PBB Kembali Bersengketa Dengan KPU

Untuk kedua kalinya dalam proses pendaftaran calon peserta Pemilu 2019, Partai Bulan Bintang (PBB) kembali bersengketa dengan Komisi Pemilihan Umum (KPU).


Sengketa kali ini terkait dengan ditolaknya verifikasi berkas bakal calon anggota DPR RI di 21 Daerah Pemilihan (Dapil), dari 80 Dapil yang didaftarkan PBB ke KPU pada hari terakhir pendaftaran tanggal 17 Juli 2018 yang lalu.

Pada hari terakhir pendaftaran, PBB telah menyerahkan berkas bakal bacaleg di 80 Dapil di seluruh wilayah Indoneisa. Semua persyaratan sudah lengkap kecuali halaman 1 dan 2 halaman data cetak di 21 Dapil karena kesulitan mencetak dari data yang sudah diisi di dalam Sipol milik KPU.

KPU meminta agar pencetakan dilanjutkan dan diserahkan hard copy sebelum jam 24.OO tanggal 17 Juli 2018. Namun web KPU selalu up and down, membuat proses pencetakan ke dalam hard copy menjadi terlambat. Karena kesulitan teknis penyerahan itu terlambat 20 menit, yakni pukul 24.20 WIB, ketika hari sudah memasuki tanggal 18 Juli 2018.

"Nah, kalau PBB sekecil apapun masalah langsung ditolak dan langsung dipublikasi ke publik terutama oleh Komisioner KPU Ilham Saputra. Entah apa dosa kami kepada Komisioner KPU yang satu ini, kami pun tidak tahu," kata Ketua Umum PBB Yusril Ihza Mahendra, Kamis (26/7), dikutip dari Kantor Berita RMOL

Keterlambatan menyerahkan data cetak (hard copy) ini menyebabkan KPU menolak untuk melakukan verifikasi di 21 Dapil, meskipun PBB telah memasukkan seluruh data softcopynya ke dalam Sipol KPU.
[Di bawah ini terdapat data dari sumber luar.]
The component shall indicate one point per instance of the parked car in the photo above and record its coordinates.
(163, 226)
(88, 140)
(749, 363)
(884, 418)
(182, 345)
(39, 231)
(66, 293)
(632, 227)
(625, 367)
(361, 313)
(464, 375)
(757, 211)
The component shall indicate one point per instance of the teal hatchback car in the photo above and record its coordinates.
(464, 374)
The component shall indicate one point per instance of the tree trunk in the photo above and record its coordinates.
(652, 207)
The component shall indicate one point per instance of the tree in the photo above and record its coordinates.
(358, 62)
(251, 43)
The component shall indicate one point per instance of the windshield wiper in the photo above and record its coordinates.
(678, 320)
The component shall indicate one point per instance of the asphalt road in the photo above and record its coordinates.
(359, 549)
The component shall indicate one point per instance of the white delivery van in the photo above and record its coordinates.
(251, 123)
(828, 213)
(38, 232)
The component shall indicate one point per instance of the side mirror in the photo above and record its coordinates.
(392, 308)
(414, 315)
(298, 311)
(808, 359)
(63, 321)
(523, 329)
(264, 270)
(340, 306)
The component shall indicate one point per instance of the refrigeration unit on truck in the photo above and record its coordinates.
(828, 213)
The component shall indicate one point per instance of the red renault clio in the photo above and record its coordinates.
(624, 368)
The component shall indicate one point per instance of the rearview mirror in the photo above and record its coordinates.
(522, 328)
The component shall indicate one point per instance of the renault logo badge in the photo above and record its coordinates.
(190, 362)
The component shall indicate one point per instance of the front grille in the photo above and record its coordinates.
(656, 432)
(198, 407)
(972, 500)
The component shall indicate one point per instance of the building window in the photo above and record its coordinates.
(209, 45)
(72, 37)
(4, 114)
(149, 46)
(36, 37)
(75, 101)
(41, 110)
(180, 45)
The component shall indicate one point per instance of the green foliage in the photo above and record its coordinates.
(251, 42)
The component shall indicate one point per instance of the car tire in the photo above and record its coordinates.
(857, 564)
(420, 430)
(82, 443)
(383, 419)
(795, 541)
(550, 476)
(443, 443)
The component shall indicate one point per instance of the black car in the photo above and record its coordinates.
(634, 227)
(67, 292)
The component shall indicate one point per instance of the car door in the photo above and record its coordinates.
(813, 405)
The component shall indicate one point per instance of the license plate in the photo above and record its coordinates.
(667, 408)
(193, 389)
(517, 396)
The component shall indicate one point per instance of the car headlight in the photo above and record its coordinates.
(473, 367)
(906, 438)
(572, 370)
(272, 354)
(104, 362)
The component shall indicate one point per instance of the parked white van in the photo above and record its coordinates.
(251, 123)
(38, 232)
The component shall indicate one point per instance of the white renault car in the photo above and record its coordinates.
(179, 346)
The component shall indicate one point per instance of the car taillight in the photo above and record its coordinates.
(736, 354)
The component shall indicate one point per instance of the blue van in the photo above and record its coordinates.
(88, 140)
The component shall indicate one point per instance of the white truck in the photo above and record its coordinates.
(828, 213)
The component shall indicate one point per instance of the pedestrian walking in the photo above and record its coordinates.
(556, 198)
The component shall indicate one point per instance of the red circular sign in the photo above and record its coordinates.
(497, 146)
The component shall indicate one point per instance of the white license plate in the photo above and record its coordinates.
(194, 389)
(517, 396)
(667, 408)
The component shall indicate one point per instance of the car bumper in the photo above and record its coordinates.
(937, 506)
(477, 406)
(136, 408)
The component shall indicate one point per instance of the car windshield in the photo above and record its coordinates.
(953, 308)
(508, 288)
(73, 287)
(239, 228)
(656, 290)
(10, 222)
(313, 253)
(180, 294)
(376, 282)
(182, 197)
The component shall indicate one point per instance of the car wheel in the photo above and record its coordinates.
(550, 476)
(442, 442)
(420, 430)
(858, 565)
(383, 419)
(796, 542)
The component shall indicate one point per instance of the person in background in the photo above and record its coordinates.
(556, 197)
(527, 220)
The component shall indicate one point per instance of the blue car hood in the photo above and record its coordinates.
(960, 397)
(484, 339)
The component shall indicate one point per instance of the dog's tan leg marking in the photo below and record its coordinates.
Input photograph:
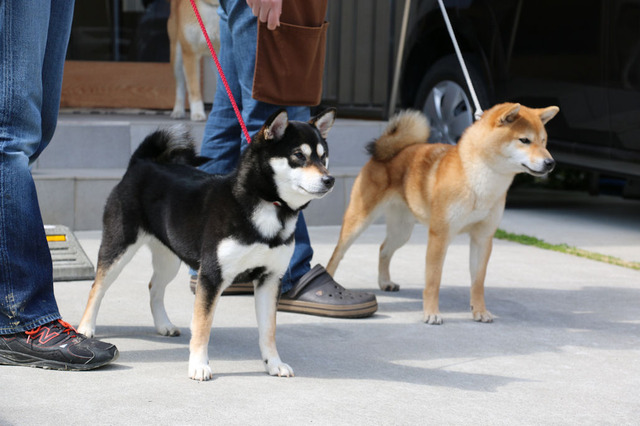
(165, 268)
(479, 252)
(191, 63)
(362, 210)
(176, 62)
(400, 223)
(178, 72)
(266, 300)
(105, 276)
(200, 332)
(436, 252)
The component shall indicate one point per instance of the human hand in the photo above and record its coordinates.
(267, 11)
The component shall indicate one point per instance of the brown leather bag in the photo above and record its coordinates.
(290, 59)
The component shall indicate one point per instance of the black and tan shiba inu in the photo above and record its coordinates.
(233, 228)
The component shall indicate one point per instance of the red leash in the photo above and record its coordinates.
(222, 77)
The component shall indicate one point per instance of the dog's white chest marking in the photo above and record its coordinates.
(235, 258)
(265, 218)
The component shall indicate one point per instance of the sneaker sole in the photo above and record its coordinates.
(361, 310)
(30, 361)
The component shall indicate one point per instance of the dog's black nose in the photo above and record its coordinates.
(328, 181)
(549, 164)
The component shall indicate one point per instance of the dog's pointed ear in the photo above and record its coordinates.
(509, 115)
(548, 113)
(275, 126)
(324, 121)
(199, 160)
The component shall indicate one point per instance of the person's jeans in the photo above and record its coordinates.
(223, 139)
(33, 40)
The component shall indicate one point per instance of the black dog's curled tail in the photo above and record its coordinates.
(169, 146)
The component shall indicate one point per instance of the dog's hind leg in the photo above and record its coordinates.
(191, 62)
(400, 223)
(436, 252)
(165, 268)
(111, 260)
(266, 299)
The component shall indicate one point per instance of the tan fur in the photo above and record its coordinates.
(451, 189)
(406, 128)
(187, 47)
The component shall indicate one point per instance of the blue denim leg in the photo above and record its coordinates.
(33, 42)
(223, 139)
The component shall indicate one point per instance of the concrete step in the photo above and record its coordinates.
(89, 154)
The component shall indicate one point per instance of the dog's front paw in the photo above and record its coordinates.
(278, 368)
(388, 285)
(178, 114)
(200, 372)
(432, 318)
(482, 316)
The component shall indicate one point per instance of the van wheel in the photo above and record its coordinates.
(444, 98)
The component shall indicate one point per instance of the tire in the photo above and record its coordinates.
(443, 96)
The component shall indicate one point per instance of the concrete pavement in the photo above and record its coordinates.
(563, 349)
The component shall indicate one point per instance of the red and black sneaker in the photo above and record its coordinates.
(56, 345)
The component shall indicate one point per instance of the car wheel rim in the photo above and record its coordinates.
(449, 112)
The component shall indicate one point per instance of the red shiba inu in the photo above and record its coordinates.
(187, 47)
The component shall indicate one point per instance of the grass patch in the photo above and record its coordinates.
(564, 248)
Padahal, jika hard copy dicetak sendiri tanpa harus mencetak dari data yang dimuat di Sipol, keterlambatan itu dipastikan tidak akan terjadi. KPU seperti sengaja membuat aturan berbelit-belit tanpa mau menyadari bahwa sistem IT mereka sejak awal bermasalah.

"Keterlambatan 20 menit menyerahkan hard copy, sementara soft copy-nya sudah lengkap semua menyebabkan 21 Dapil tidak bisa ikut pemilu, menurut Ketua Umm PBB Yusril Ihza Mahendra adalah tindakan yang keterlaluan, tidak adil dan tidak manusiawi," ujarnya.

Dia menyebutkan, hanya norma UU yang bisa menyatakan parpol bisa ikut pemilu atau tidak. Hal itu sama sekali bukan domain Peraturan KPU yang hanya mengatur soal teknis belaka.

Yusril menambahkan dari berbagai informasi yang diperoleh, beberapa partai sama-sama menghadapi masalah ketika mendaftar di KPU. Ada berkas yang belum ditandatangani oleh pimpinannya, ada data yang tidak lengkap, bahkan ada dua kepengurusan dari satu partai yang sama-sama mendaftar ke KPU. Tapi tidak terdengar ada masalah yang terpublikasi ke publik.

Hari ini (26/7), berkas sengketa PBB sudah lengkap didaftarkan ke Bawaslu RI. PBB tengah menunggu panggilan mediasi dari Bawaslu. Jika mediasi gagal, pemeriksaan sengketa dilanjutkan. Jika nantinya tidak puas dengan putusan Bawaslu, PBB bisa membawa masalah ini ke Pengadilan Tinggi Tata Usaha Negara.

"Saya pribadi sebenarnya sudah tidak ingin perkara terus melawan KPU. Saya ingin masalah ini selesai secara bijak. Tetapi komisioner KPU ini selalu arogan,".

Kalau di masyarakat, tambah Yusril, ada orang kaya baru (OKB) yang kelakuannya aneh-aneh, maka dalam politik dan birokrasi ternyata rupanya ada juga Orang Penguasa Baru (OPB).

"Mereka ini begitu menikmati kekuasaan dan selalu mempersulit orang lain. Saya kira ini semacam penyakit jiwa yang perlu diobati," demikian Yusril.